Além de Tatiana que, sem nenhuma dúvida, é o talento central desta história, outros atores mostraram sintonia com a história e, pode-se perceber a entrega total de cada um para fazer com que cada cena se tornasse, na verdade, uma perfeita obra de arte. Personagens como Félix, interpretado por Jordan Gavaris e Delphine, vivida por Évelyne Brochu são exemplos disso. Os dois personagens, apesar de não contracenarem muito juntos, mostram afinidades com as histórias em que se encaixam e conseguem conquistar o telespectador.
Outros casos de personagens que encantam é a Sra. S, vivida por Maria Doyle Kennedy e, também do policial Arthur, interpretado maravilhosamente por Kevin Hanchard. Até mesmo, a pequena Kira consegue arrancar aplausos quando está em cena, esta personagem, filha da protagonista Sarah é vivida pela atriz Skyler Wexler.

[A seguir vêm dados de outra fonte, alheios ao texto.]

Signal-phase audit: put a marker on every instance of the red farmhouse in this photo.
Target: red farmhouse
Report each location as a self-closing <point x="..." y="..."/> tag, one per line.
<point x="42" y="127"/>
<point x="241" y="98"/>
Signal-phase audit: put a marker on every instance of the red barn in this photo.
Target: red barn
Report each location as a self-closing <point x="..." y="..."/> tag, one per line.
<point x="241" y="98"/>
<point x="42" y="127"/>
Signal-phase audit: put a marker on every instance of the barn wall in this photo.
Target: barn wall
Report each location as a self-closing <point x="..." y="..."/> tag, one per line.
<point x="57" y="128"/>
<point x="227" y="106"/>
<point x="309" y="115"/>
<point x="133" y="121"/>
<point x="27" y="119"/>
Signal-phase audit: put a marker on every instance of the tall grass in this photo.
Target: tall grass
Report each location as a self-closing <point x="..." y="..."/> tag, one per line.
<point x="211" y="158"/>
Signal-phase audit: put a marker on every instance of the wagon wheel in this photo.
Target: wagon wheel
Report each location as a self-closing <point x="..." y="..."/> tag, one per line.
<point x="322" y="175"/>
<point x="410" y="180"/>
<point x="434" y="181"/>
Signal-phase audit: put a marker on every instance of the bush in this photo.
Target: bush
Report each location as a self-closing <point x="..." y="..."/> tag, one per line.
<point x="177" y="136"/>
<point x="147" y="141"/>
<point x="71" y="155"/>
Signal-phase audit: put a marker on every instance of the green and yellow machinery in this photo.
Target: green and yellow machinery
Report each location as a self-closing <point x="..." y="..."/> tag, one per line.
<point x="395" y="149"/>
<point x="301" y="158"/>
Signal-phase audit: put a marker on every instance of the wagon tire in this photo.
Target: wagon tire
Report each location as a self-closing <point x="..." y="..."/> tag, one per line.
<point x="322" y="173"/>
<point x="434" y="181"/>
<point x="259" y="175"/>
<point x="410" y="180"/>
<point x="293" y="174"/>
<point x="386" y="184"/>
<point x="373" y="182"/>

Em destaque, a boa atuação de Tatiana Maslany

Todo mundo que assiste a série está careca de saber que Tatiana Maslany está dando show. Afinal, interpretar mais de dez personagens em uma mesa história não é para qualquer um. Tem que ser bom no que faz e ela é. A atriz é tão boa que quando uma personagem assume a identidade da outra, o público não consegue reconhecer. Tatiana, definitivamente incorpora cada uma das personagens, consegue entonar sotaques, fazer gestos que define cada uma delas, fazendo parecer que cada uma é interpretado por uma atriz diferentes, mas não, é tudo ela mesmo. Fera.  Não é à toa que a série conseguiu tantos fãs. Fica completamente difícil escolher uma personagem de Tatiana, decidir qual a clone favorita. Mas lancei o desafio para alguns fãs da série.

O clone preferido

Primeiramente, eu, fã incondicional da série e quase morto pelo final da mesma. Difícil escolha, mas a Helena é minha favorita. Ela é atrevida, não tem medo de nada, enfrenta tudo e todos e isso encoraja mais as pessoas. Claro que Helena, foi criada para matar e, isso não é spoiler porque fica claro desde o começo, mas o fato de ela não ter medo, encoraja as pessoas a não se intimidarem diante dos obstáculos.
Para Michelly Vanzela, outra fanática por Orphan Black, a primeira pessoa que vem na mente quando lhe perguntam isso é a Alison: “mas em seguida já me sinto mal por não ter pensando na Helena, ou na Cosima e até na Rachel.
Michelly segue dizendo que os trejeitos de Helena e Alison é o que mais encanta: “O jeito de falar, as expressões a maneira de andar, elas são mais autênticas em tudo."
Já para Jurandir Dalcin, criador do blog e, também, fã da série, a dubiedade de Sarah a faz ser sua personagem favorita, além disso, a evolução e amadurecimento da personagem também o encantam.
Para a última temporada e sobre a série em si, os dois fãs são guiados pela mesma linha de raciocínio. Michelly revela que está com o coração na mão (como todos nós) e que está ansiosa para descobrir algumas respostas deixadas como gancho ao final da quarta temporada. Para finalizar, ela ainda complementa: “A série desperta a discussão entre o que somos e o que queremos e, é isso que espero que essa discussão sobre o que estamos fazendo no mundo se amplie”. Já Jurandir, diz que Orphan Black representa o fim do preconceito que ele tinha com séries de ficção científicas: “Foi amor desde o primeiro episódio”.

Na hora certa

Apesar de deixar os fãs bem tristes, a série cumpriu sua missão e, está chegando no fim na hora certa. Não é justo esticar mais a história. Tudo deverá ser explicado nesta quinta temporada e, acredito que não tem mais o que inventar, prolongar iria cansar o público e fazer com que os atores pudessem se desinteressar pela narrativa, perdendo assim, a graça e o tesão de fazer uma coisa boa.

Tudo tem seu tempo. Orphan Black estreou bem, contou uma história boa de se ver, misturou muitos gêneros, gerou discussões, cativou o público, mas como tudo o que é bom, acaba. E acaba na hora certa. O que se espera é que o final não decepcione. Vamos aguardar!